ソースポットにたっぷり入ったサウザンアイランドドレッシングはサラサラしていてやさしい味わい。
ビシソワーズでお腹を潤す。コンソメのゼリー寄せがスプーンに添えられているのが特徴的で、口の温度でコンソメが溶けてビシソワーズに混ざって行くのがオモシロイ。
メインにビーフストロガノフを選んで試す。
お供にカニクリームコロッケを選んでひと揃え。一個のカニクリームコロッケにも千切りキャベツとトマトにたっぷりのタルタルソースが添えられているのが丁寧。
そして贅沢。上等料理。
ビーフストロガノフのお皿にはキレイに型抜きされたバターライスにマッシュドポテト、ブロッコリーにキャロットグラッセ。
これまた上等…、うつくしい。
それにしてもビーフストロガノフって不思議な料理。
ハヤシライスでもない。
細切りビーフのシチューでもなく、そもそも何色の食べ物なのかもはっきりしない。赤いのもあれば茶色いのもあり、その茶色も明るいのもあれば黒に近いものもあり。
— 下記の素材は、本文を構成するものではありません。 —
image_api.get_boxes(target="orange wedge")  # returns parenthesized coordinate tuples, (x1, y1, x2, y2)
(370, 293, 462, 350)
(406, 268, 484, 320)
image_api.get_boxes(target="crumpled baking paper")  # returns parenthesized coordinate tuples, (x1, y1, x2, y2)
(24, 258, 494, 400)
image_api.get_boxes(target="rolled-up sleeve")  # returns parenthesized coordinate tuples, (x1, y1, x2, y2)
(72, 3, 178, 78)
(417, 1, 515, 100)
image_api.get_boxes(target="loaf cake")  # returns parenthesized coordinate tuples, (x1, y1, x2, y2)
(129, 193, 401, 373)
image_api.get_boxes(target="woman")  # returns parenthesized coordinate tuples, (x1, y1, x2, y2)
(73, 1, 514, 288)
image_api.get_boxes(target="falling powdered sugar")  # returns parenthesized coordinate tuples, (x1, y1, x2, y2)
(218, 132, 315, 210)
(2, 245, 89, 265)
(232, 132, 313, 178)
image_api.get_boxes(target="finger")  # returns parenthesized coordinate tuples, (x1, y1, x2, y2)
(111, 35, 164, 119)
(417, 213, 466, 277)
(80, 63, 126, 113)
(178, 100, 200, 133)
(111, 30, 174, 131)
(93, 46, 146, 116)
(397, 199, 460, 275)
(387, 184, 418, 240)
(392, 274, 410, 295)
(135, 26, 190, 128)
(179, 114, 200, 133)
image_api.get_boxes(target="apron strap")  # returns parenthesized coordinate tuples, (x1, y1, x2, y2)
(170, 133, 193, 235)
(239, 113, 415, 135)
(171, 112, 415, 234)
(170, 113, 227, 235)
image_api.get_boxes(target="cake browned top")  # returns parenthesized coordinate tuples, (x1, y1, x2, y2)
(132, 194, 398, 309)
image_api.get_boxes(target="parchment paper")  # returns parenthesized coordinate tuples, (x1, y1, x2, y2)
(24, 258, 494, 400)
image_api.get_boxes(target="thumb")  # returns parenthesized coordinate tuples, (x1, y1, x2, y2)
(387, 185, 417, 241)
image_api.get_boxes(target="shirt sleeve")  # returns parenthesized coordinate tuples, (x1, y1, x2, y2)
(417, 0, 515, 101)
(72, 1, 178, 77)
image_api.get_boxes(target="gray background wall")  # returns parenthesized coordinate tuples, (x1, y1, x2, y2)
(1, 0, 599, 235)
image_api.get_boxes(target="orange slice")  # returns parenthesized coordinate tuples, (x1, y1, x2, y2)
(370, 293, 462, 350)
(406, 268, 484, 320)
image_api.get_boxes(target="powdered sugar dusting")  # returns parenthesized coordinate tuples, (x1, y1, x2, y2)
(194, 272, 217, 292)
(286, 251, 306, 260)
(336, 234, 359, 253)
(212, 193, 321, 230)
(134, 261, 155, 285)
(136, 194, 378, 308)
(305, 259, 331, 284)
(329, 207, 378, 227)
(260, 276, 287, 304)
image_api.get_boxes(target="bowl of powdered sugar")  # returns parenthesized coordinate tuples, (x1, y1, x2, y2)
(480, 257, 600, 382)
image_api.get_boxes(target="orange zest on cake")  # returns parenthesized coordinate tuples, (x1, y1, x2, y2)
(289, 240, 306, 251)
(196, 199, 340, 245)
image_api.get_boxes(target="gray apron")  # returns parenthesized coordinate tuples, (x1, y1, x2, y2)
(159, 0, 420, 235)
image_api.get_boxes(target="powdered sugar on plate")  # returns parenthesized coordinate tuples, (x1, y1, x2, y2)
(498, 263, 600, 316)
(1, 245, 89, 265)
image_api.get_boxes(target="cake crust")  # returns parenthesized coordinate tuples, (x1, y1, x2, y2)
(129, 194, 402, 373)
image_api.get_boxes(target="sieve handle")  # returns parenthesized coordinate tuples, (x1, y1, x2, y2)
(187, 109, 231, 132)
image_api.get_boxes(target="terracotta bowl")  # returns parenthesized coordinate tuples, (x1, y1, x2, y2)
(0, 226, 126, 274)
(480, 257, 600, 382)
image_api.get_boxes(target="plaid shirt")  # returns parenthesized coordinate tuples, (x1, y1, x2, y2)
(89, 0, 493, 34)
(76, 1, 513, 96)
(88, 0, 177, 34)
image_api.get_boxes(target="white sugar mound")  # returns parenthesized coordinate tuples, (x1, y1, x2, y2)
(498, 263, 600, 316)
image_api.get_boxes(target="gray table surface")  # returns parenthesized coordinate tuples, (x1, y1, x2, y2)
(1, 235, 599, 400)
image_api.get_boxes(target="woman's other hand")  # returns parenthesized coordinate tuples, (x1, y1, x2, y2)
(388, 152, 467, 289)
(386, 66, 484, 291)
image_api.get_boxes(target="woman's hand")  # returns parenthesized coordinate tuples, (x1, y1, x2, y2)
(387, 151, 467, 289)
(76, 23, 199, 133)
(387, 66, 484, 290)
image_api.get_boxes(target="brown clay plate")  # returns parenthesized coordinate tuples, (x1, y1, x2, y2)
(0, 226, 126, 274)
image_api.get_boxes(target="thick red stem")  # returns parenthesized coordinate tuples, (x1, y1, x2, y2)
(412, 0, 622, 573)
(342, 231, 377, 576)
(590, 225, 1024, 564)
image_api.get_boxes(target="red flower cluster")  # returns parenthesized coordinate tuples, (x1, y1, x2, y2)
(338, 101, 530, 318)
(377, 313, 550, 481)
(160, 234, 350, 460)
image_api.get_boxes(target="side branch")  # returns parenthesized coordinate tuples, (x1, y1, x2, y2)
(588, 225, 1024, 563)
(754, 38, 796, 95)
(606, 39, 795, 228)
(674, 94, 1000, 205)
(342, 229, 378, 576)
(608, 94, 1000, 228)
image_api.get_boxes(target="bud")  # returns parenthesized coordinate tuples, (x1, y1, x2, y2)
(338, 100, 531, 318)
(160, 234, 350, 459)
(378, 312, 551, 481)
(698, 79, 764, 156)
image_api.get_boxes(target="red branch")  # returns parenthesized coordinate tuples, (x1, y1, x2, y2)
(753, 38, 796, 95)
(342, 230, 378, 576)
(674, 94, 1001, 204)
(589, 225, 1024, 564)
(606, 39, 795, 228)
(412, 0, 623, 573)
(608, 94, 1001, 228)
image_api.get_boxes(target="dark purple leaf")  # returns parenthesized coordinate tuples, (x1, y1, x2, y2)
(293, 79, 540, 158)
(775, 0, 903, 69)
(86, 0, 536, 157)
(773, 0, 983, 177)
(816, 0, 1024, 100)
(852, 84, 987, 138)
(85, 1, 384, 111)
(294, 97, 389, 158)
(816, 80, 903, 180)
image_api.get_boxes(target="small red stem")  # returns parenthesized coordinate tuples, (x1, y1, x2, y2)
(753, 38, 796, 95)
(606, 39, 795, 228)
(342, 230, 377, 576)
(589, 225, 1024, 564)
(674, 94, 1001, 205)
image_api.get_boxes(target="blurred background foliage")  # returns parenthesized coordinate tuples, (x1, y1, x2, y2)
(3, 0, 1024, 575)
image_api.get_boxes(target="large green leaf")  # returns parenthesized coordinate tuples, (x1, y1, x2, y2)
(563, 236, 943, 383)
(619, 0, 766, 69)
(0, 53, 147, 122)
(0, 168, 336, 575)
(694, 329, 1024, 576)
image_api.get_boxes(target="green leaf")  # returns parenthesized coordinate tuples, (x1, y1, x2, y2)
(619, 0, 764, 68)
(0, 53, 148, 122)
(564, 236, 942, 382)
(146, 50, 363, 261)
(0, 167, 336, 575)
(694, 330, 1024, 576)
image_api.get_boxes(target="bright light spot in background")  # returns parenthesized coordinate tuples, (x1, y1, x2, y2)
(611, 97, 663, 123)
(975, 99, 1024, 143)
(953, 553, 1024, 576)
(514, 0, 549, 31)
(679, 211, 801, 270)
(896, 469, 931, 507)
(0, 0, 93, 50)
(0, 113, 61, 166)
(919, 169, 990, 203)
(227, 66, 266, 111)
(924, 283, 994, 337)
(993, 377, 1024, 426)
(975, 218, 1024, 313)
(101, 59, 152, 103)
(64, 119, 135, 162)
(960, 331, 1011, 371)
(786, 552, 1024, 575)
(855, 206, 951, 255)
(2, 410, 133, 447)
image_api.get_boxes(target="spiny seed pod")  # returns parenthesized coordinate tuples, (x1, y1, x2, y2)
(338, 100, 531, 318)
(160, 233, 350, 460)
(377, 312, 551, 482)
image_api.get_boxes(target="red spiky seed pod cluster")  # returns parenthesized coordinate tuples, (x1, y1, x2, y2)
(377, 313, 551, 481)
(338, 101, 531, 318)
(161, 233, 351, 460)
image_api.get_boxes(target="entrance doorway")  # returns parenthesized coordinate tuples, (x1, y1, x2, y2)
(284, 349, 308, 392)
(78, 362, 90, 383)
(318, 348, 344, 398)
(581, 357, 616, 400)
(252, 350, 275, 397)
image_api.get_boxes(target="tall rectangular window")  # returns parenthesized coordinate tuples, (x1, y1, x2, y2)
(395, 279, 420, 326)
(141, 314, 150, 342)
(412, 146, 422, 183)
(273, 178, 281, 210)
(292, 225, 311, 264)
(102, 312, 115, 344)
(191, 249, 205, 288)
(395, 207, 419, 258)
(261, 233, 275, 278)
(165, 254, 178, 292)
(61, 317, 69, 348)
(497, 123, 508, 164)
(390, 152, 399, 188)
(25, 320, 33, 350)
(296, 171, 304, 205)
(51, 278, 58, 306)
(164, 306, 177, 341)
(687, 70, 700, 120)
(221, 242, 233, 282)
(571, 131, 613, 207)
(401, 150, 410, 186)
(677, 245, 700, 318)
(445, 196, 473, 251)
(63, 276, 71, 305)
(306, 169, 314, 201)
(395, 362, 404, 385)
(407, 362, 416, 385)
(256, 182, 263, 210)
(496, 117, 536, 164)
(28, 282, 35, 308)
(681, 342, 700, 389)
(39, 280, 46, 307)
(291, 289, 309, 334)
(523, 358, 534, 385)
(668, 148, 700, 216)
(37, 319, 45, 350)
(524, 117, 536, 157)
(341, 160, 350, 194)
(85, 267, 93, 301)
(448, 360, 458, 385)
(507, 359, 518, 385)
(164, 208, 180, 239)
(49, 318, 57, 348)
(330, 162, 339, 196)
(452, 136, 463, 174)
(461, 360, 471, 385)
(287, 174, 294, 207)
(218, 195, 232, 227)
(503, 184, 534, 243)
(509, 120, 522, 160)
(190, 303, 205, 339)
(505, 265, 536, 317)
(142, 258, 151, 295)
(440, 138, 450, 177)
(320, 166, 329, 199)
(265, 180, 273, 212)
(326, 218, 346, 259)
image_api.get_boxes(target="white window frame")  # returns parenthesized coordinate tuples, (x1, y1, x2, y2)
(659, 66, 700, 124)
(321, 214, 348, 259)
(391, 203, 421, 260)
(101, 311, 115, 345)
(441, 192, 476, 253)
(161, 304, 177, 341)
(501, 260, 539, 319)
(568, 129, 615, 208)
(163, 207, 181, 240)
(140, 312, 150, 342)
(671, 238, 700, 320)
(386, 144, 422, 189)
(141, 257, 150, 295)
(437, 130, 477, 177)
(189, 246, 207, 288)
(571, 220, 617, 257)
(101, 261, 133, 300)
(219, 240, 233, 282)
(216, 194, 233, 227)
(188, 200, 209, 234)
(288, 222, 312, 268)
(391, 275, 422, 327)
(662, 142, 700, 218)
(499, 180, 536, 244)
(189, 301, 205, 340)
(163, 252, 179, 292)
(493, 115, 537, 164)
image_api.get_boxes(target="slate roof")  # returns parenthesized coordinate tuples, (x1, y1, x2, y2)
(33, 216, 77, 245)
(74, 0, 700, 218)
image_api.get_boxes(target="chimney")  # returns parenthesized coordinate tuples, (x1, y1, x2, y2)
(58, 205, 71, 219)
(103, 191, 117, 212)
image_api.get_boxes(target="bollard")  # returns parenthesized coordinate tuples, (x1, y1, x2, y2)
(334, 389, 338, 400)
でももともとのビーフストロガノフは白いんだって話もあって不思議に拍車がかかってく。
ここのビーフストロガノフのソースは赤みがかった明るい茶色。デミグラスソースのようなどっしりとした重たさはなく、ソースにフレッシュな軽さを感じる。
削ぎ切られた牛肉がソースをまとってお皿の上に横たわる。
噛むとクチャっと潰れてたっぷりの肉汁と一緒にソースの酸味やコクが口に広がっていく。ビーフシチューより明るい味わい。肉もとろける感じではなく歯ごたえ、歯ざわりがしっかりしていてシチューとステーキのいいとこ取りって感じのおいしさ。ピンクペパーが奥歯で壊れて、そのたび香りが小さな爆発みたいに鼻を突き刺す感じもオゴチソウ。
パン粉に包まれた小さなグラタンのごときクリームコロッケをバターライスの上にのっけてドリアのように味わってこの組み合わせの妙を感じる。オキニイリ。